10 In October 1935, Sorge met, at the Rhdingold, Miyake Hinako, a geisha with mild socialist inclinations (“Like many other women I used to read left-wing novels”). She didn’t mind Sorge’s relentless promiscuity (“It is only natural, isn’t it, for a famous man to have several mistresses”). After Sorge’s execution, Hanako-san patiently pestered the strict prison authorities to allow her to recover Sorge’s body. The ascetic coffin was retrieved from the part of the Sugamo prison cemetery that was reserved for nameless vagrants. Decomposition was rather advanced, and only a large skeleton remained. The large skull (she kissed his ex-forehead) and the bones were those of a foreigner; and there were clear marks of damage to the bones—the eternal result of Sorge’s war wounds. Hanako recognized the teeth (and imagined a smile) from their gold filling (from which, in 1946, she had a ring made). She had the coffin removed to the quiet Tama graveyard, just outside Tokyo. “The Society for the Relief of Those Sacrificed in the Ozaki Case” raised funds for Sorge’s gravestone, upon which the inscription, in English and Japanese, reads: “Here sleeps the brave stranger who devoted his life to opposing war, and to the struggle for the piece [sic!] of the world.” In the early summer of 1965, Hanako-san was invited to visit the Soviet Union. At the Black Sea (“This sea is not as black as our sea”—a polite chuckle from the escorting throng followed) resort of Yalta, Hanako-san saw a performance of Press Attaché in Tokyo, a play dealing with Sorge’s life in Tokyo, in which she was rendered by a certain Yekaterina Maximovna.
11 Sorge worked for the Fourth Bureau of the Red Army Intelligence, which none of the members of his ring (Klausen, Voukelitch, Ozaki, Miyagi) knew—they all referred to “the Moscow center” and were happy to work for peace in the world. Jan Karlovich Berzin (real name: Peter Kyuzis) was the all-seeing head of the Fourth Bureau.

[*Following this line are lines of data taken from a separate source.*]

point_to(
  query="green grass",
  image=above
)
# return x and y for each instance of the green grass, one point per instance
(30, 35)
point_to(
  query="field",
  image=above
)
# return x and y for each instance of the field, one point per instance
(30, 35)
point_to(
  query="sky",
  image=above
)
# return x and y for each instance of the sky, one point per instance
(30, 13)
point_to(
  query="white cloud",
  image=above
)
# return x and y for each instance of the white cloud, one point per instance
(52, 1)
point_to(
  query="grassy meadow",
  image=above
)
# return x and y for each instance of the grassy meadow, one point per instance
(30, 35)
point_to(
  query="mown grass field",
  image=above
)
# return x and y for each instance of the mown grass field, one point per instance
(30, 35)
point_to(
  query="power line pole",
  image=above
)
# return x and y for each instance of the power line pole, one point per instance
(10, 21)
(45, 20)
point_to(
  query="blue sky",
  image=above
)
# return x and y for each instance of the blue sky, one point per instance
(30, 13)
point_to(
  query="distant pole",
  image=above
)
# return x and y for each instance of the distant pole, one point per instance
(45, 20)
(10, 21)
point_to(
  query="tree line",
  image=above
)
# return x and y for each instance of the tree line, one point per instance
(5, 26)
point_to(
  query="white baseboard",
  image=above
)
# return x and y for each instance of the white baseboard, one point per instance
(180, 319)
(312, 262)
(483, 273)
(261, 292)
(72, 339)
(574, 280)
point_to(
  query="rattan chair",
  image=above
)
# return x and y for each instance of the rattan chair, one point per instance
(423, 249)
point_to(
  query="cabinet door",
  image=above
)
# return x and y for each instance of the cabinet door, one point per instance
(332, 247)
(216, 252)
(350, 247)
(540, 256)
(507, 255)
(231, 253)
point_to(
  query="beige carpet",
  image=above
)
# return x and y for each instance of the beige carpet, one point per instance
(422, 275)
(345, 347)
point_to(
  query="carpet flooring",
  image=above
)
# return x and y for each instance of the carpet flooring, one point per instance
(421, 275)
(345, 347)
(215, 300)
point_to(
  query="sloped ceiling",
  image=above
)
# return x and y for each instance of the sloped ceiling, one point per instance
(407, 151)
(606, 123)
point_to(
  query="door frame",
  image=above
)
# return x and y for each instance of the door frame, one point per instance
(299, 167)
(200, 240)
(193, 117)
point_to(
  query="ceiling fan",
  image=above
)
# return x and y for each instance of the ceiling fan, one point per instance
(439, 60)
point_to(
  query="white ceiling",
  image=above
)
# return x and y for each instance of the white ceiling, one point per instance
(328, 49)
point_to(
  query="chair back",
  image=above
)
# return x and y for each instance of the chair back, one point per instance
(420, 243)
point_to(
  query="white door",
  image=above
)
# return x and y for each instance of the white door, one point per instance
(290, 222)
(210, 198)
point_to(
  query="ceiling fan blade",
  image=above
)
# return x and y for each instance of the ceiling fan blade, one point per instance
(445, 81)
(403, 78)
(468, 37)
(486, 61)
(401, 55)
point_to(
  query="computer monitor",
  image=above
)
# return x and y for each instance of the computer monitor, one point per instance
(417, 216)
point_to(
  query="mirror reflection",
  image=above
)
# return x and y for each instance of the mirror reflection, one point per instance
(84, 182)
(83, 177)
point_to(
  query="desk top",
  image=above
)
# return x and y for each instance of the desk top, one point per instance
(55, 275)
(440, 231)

He was the son of poor Latvian parents, born in Ogre, 1890. At the age of nineteen he was arrested by the Tsarist police for involvement in an assassination plot (a plan to throw a hand grenade at the chief of the Okhrana in the Bolshoi had failed), was sentenced to death and then pardoned because of his youth. He spent some time in prison but surfaced again in 1917 as a member of the Petrograd Bolshevik Party and charged at the Winter Palace. He was the Deputy Minister of Internal Affairs in Soviet Latvia in the spring of 1919, when the military success of the White armies led him to take over command of the Latvian Rifle Division. His first act of command was shooting the previous commander (name lost) with his Luger, having accused, tried, and sentenced him for “revolutionary feebleness” in front of the petrified Rifle Division, right through his left eye (the unfortunate previous commander’s brain spurting on the numb political commissar, who later committed suicide). The legend of this execution followed Berzin when he was being made head of the Fourth Bureau and reached Sorge the day before he was to meet him. Berzin and Sorge quickly became friends (Sorge: “I respected his blood-red facial scars and his bright gray hair”). They used nicknames when addressing each other: Berzin was Starik, Sorge was Ika. In 1935, Berzin was arrested and strangled with piano wire (a rather creative execution) as a German spy. It seems that Sorge never found out about Berzin’s political death. He never mentioned him, however, after his last visit to Moscow in 1935. Sorge never admitted working for the Red Army, and the Soviet Union maintained, after his arrest, that he had worked for the Comintern, which was supposedly beyond the jurisdiction of the Soviet authorities.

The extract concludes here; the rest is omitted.